MINNEAPOLIS — A Minnesota District Court judge dismissed a multidistrict price-fixing lawsuit on Aug. 17 against meatpackers Cargill, JBS S.A., Swift Beef Co., National Beef Packing Co. and Tyson Foods Inc.

The meat processors faced allegations from beef producers who claimed the companies conspired to manipulate the price of fed cattle bought in the United States.

The class of ranchers who indirectly sold cattle to processors alleged that the companies violated the Sherman Act and the Packers and Stockyards Act. Allegedly, their conduct created a collapse in fed cattle prices in 2015, which subsequently caused a drop in prices of cattle.

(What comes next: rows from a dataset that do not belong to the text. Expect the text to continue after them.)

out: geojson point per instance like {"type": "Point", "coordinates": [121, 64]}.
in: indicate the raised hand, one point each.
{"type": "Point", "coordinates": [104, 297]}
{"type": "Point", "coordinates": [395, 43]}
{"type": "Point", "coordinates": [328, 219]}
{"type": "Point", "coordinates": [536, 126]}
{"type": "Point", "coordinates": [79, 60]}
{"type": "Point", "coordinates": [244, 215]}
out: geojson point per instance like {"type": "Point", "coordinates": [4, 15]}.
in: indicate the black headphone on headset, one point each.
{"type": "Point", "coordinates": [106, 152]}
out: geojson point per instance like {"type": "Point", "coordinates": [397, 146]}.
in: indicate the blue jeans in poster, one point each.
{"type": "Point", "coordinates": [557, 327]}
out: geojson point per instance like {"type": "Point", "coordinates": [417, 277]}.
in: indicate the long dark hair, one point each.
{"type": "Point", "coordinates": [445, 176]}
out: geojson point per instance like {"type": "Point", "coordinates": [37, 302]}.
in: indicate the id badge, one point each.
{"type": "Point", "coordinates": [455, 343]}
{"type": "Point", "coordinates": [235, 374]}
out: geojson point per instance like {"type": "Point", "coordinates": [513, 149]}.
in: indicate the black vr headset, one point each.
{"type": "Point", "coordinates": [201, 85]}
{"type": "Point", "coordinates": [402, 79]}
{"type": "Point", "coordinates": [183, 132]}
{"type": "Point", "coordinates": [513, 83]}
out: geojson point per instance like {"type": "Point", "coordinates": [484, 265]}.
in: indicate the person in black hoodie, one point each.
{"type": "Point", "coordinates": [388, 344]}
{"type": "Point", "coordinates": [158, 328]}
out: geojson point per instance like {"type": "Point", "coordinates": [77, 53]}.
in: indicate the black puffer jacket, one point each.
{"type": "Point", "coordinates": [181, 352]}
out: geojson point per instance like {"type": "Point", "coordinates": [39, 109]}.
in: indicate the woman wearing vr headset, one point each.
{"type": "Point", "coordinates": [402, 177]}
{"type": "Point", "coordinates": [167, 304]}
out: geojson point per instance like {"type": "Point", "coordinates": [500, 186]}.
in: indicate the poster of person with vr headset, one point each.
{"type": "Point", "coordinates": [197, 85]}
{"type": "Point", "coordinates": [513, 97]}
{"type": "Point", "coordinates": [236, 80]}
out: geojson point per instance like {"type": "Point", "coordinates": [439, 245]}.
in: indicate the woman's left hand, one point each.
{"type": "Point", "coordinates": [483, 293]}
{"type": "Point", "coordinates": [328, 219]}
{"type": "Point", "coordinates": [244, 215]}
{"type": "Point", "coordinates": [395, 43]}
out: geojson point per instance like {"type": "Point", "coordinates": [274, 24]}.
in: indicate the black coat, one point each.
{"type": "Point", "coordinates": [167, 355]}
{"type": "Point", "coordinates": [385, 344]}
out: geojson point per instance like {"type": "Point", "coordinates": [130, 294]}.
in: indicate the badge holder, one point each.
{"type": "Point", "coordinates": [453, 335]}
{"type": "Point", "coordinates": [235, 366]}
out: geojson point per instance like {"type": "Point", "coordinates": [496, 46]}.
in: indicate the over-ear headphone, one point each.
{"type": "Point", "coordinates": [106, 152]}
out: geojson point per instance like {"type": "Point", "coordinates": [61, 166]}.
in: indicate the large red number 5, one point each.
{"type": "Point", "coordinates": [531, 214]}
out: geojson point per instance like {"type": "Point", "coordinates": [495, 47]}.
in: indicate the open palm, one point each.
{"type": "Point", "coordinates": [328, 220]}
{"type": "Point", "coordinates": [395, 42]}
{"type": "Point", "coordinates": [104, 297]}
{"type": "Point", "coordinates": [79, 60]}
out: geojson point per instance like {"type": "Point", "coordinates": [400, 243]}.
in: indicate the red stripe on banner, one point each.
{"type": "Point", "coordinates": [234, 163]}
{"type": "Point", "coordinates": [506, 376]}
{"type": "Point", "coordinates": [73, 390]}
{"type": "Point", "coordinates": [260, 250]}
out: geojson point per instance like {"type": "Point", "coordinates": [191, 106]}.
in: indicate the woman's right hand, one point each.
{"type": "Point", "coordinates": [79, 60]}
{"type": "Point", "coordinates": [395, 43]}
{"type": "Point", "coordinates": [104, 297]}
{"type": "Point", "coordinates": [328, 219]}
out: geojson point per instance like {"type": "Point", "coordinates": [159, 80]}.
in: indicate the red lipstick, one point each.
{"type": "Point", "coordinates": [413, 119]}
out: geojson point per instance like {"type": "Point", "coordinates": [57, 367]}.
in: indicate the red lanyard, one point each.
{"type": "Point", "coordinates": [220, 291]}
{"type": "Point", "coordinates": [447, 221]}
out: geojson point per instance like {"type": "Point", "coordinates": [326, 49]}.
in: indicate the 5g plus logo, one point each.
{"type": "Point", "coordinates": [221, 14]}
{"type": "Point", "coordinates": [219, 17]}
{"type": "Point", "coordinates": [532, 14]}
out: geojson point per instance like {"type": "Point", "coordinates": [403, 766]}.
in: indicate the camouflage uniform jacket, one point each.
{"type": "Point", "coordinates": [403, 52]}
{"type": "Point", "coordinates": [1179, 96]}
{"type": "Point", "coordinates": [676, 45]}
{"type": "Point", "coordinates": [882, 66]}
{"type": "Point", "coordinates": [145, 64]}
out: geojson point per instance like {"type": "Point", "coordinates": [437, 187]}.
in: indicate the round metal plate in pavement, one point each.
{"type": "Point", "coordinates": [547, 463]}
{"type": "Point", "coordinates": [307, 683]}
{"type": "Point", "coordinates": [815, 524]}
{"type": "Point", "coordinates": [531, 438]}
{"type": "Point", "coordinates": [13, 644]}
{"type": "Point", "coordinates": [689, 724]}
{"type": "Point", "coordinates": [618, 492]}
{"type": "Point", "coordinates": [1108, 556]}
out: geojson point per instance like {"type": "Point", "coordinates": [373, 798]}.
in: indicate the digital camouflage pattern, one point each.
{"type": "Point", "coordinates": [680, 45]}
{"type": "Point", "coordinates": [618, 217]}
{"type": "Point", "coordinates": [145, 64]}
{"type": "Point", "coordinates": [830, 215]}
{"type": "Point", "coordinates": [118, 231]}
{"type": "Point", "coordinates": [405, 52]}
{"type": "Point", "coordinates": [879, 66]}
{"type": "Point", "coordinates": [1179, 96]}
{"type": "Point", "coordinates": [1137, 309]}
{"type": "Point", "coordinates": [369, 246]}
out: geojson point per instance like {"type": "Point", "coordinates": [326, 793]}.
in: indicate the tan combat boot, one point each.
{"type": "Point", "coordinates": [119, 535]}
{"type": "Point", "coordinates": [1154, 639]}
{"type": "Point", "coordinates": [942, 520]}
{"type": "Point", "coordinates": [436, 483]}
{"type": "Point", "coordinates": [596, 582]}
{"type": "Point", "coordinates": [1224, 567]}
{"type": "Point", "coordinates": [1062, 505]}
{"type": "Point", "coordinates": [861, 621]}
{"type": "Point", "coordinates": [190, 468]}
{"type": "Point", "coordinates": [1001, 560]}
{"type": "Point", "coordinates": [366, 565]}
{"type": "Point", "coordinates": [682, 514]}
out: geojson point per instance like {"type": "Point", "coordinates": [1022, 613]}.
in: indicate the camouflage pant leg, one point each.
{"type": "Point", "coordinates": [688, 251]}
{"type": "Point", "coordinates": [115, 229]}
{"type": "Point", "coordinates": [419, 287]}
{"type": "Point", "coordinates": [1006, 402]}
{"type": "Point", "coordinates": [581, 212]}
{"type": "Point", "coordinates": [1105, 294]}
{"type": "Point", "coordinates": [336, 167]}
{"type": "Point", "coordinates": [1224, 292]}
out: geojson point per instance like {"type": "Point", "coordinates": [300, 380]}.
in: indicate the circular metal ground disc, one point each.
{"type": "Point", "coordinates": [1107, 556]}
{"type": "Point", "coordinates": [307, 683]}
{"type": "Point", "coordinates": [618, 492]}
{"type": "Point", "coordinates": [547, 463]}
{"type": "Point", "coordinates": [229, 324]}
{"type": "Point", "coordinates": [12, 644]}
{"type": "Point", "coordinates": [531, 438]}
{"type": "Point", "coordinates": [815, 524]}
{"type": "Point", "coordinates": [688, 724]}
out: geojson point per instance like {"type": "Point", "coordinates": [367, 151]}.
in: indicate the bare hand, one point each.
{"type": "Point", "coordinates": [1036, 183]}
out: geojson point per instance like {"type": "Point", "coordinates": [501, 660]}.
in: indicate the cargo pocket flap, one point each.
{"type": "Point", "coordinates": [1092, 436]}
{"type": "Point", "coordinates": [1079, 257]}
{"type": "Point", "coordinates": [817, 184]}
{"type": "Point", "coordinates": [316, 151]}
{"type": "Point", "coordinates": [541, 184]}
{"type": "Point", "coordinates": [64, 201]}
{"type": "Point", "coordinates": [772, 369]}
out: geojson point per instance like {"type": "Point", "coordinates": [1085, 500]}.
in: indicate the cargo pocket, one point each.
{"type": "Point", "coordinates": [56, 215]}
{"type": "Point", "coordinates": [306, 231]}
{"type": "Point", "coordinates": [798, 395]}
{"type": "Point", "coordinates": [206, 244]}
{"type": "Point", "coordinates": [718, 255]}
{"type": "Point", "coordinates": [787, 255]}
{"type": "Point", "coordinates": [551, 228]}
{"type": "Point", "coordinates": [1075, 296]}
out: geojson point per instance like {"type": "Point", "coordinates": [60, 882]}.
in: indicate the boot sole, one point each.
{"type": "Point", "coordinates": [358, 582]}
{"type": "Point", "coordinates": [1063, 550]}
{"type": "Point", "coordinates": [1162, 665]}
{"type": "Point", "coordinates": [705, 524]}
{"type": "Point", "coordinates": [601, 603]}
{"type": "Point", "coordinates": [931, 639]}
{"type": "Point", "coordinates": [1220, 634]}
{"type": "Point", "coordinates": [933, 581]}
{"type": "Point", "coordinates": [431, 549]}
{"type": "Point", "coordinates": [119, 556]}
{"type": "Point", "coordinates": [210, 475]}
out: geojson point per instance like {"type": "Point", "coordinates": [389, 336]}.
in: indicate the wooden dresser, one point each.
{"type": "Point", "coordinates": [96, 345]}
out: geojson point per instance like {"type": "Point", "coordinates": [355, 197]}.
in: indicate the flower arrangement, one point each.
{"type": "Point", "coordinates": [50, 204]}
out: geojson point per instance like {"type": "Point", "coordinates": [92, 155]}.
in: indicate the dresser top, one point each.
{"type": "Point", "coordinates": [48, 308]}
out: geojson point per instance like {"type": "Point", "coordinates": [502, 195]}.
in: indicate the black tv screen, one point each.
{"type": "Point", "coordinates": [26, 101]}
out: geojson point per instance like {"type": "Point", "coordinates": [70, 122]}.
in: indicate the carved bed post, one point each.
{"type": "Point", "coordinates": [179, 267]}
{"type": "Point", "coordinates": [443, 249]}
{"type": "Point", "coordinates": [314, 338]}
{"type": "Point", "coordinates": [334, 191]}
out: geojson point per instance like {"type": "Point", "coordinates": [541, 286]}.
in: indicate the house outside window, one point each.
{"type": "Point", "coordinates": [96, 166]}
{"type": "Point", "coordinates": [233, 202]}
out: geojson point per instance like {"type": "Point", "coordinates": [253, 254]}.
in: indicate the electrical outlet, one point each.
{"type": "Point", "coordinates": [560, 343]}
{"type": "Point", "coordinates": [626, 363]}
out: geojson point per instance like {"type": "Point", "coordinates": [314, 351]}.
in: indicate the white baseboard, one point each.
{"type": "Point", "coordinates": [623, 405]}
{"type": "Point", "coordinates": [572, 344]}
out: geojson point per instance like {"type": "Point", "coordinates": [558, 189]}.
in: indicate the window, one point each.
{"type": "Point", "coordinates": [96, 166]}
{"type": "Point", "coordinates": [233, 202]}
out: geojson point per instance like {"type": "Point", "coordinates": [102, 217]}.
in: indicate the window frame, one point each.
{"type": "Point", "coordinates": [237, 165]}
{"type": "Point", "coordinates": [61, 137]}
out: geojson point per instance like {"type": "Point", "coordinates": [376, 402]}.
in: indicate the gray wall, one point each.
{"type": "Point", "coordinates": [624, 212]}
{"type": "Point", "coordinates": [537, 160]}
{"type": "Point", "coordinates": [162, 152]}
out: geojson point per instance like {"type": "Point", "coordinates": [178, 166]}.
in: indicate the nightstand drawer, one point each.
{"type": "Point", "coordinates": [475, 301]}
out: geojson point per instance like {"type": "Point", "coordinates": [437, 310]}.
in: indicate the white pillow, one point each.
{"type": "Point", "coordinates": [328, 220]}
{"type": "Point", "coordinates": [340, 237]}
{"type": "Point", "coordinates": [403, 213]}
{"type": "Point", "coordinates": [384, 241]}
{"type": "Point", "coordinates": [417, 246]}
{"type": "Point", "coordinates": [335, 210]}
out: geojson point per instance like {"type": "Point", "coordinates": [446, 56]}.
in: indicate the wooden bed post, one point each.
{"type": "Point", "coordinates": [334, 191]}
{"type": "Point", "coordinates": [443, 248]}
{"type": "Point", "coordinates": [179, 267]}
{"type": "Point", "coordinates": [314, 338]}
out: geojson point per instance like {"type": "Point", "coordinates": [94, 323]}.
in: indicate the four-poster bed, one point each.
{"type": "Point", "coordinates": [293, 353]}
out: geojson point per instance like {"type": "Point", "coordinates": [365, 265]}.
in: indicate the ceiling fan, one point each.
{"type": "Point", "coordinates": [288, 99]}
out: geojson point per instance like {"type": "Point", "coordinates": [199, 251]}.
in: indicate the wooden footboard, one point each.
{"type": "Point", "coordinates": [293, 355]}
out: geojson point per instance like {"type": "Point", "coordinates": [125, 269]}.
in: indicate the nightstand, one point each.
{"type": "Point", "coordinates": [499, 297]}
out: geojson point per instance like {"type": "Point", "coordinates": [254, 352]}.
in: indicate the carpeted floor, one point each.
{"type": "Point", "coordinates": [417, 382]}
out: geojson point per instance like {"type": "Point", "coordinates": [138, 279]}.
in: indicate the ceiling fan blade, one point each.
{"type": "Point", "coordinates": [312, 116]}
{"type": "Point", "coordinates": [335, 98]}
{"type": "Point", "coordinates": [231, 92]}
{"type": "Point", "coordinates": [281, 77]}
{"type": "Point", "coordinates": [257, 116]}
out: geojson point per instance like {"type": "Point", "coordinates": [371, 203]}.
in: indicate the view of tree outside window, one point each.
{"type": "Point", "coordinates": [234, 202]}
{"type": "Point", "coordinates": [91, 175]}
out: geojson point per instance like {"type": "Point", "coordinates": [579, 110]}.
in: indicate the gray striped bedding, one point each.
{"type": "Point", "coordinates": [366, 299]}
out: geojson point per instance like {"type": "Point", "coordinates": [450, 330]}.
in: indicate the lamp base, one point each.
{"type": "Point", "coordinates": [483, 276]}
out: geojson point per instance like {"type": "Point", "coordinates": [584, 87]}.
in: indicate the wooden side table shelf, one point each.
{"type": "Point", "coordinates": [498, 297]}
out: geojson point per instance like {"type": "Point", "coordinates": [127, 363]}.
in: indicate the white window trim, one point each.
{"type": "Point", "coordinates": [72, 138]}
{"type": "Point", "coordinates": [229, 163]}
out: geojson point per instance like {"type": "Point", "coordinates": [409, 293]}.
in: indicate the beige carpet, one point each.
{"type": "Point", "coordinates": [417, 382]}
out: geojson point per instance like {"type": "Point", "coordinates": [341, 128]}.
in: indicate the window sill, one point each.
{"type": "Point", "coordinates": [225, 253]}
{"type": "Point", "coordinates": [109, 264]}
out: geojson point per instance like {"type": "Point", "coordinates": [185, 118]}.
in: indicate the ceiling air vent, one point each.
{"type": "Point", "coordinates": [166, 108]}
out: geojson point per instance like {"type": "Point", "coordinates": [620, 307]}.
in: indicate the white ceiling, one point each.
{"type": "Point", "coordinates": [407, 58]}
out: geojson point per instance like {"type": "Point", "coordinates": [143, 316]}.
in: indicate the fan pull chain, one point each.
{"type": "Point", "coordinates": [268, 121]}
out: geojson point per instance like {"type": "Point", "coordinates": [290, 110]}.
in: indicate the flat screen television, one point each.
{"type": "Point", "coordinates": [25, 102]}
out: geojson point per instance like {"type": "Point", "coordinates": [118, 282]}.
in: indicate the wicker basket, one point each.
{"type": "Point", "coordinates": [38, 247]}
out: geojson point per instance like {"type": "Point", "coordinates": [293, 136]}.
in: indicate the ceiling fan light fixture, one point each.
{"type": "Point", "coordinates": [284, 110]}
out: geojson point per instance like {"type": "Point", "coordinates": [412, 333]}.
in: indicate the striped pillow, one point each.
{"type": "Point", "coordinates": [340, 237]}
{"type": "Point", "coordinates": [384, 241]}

Judge John R. Tunheim dismissed the case because the “plaintiffs failed to establish antitrust standing.” According to the court documents, the ranchers did not adequately explain the causal connection between manipulating fed cattle prices and lower cow-calf prices. With many stages in the beef supply chain, the judge did not think causation could be clearly attributed.

“Moreover, there is a significant lag between when plaintiffs sell calves and when defendants purchase the cattle, which the court finds weighs against standing in this case,” Tunheim said.

The court is currently declining beef producers the ability to amend their complaint. The producers must write to the court outlining the basis for amendments if they wish to pursue the suit.